Et de la maison rien ne sortit. Il n’y avait qu’une lumière pâle, une véranda déserte, une porte immobile, le silence inoccupé.

17

Garage de Dowd

Grâce au pistolet à peinture d’Eugene Dowd, la voiture blanche volée par Leo était désormais bleu métallisé. Avec ses fenêtres et ses baguettes encore masquées, elle semblait presque factice, pour Cassie : on aurait dit un trompe-l’œil, un tour de magie sur le point d’être dévoilé. Dowd dit qu’il s’occuperait du polissage et de la finition transparente le lendemain matin… le temps manquait pour faire mieux, et tout ce travail ne servait qu’à faire changer d’aspect à la voiture. Une rapide couche de peinture et de nouvelles plaques, il ne pouvait pas mieux. Ensuite, il faudrait qu’ils prennent la route.

Cassie voulait bien entendu qu’il finisse son histoire sur le Chili, sur le désert qu’il appelait l’Atacama et les lumières qu’il y avait vues. Mais Dowd n’était pas d’humeur. Demain, dit-il. Il parlait mieux avec les mains occupées. En attendant, il allait partir en camion faire des courses à Salina, est-ce que quelqu’un voulait l’accompagner ?

Beth se porta aussitôt volontaire. Dowd hocha la tête et sortit du garage avec elle.

Cassie, Leo et Thomas montèrent dans son bureau, où le crépuscule illuminait d’orange la fenêtre crasseuse.
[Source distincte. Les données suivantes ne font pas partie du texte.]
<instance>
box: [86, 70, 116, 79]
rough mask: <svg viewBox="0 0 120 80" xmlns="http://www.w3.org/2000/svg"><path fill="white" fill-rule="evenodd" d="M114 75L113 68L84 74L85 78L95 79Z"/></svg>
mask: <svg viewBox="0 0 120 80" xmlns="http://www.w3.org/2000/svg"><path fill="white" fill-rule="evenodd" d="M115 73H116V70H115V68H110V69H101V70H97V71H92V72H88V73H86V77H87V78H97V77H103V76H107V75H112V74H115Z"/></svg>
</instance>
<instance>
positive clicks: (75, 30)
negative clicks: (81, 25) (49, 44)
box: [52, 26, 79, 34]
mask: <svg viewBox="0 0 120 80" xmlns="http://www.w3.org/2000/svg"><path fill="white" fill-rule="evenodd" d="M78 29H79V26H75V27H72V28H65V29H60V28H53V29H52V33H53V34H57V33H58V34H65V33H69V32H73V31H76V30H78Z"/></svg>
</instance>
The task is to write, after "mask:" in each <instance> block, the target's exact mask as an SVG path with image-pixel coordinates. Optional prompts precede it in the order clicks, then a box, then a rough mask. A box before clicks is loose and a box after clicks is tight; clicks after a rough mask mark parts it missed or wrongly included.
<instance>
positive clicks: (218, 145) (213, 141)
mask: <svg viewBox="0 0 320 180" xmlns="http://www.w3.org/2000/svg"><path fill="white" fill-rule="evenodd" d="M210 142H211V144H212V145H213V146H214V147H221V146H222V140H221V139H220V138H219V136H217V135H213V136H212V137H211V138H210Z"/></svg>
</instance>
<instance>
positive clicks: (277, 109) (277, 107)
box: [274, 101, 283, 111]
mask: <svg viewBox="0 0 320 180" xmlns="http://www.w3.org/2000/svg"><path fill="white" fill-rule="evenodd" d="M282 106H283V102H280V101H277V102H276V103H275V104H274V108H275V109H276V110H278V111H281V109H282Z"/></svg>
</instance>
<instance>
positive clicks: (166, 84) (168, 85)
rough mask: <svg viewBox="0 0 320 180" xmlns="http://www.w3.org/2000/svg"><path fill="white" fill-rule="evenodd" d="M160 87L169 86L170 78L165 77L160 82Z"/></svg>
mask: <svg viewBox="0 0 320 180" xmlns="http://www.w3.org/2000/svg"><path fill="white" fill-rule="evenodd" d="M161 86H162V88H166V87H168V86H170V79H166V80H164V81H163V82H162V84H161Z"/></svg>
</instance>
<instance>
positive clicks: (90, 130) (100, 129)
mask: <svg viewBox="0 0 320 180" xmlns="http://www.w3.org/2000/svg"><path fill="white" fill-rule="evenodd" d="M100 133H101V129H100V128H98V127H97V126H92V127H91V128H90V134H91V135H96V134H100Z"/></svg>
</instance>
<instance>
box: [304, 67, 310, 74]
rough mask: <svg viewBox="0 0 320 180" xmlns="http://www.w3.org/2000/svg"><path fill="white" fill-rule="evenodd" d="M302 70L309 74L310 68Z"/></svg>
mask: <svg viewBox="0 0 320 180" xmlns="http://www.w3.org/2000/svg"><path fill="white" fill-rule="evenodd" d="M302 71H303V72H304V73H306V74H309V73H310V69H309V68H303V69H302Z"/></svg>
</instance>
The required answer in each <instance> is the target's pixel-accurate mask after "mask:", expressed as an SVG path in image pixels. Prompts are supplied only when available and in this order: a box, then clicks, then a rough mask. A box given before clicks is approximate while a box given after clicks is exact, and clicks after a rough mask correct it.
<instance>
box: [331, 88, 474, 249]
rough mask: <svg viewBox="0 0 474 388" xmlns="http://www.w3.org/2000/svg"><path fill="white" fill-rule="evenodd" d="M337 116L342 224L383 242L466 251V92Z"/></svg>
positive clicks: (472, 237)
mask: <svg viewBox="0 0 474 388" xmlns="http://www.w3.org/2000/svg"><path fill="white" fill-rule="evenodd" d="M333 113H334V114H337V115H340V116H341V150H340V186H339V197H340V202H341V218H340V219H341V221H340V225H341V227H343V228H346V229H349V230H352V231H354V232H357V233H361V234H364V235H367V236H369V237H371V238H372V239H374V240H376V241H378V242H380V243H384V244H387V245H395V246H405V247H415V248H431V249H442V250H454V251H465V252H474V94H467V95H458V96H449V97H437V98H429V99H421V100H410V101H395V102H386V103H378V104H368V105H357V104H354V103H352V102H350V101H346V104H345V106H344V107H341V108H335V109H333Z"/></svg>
Ils avaient trop faim pour attendre le retour de Dowd et de Beth, aussi dînèrent-ils de ce qu’il restait dans le réfrigérateur. Leo alluma le petit transistor. Celui-ci diffusait surtout de la musique de Noël, puisque c’était la prochaine grande fête au calendrier. Le tintement des cloches et les arrangements choraux égayèrent un certain temps l’atmosphère, mais une fois la nuit tombée, la musique se mit à sembler aussi triste et lointaine que le signal d’un navire en mer. Cassie se demanda si elle célébrerait à nouveau Noël un jour. Tante Riss n’avait pas été particulièrement portée sur la religion, mais chaque mois de décembre elle montait dans l’appartement un pin minuscule qu’elle installait dans une cuvette en tôle posée sur un drap blanc, où les aiguilles qui tombaient formeraient des amas épineux. L’appartement devait être vide, à présent, avec la boîte aux lettres qui débordait et des rappels de loyer dans le courrier, de la nourriture en train de pourrir dans le réfrigérateur et une atmosphère stagnante avec de la poussière qui se déposait peu à peu.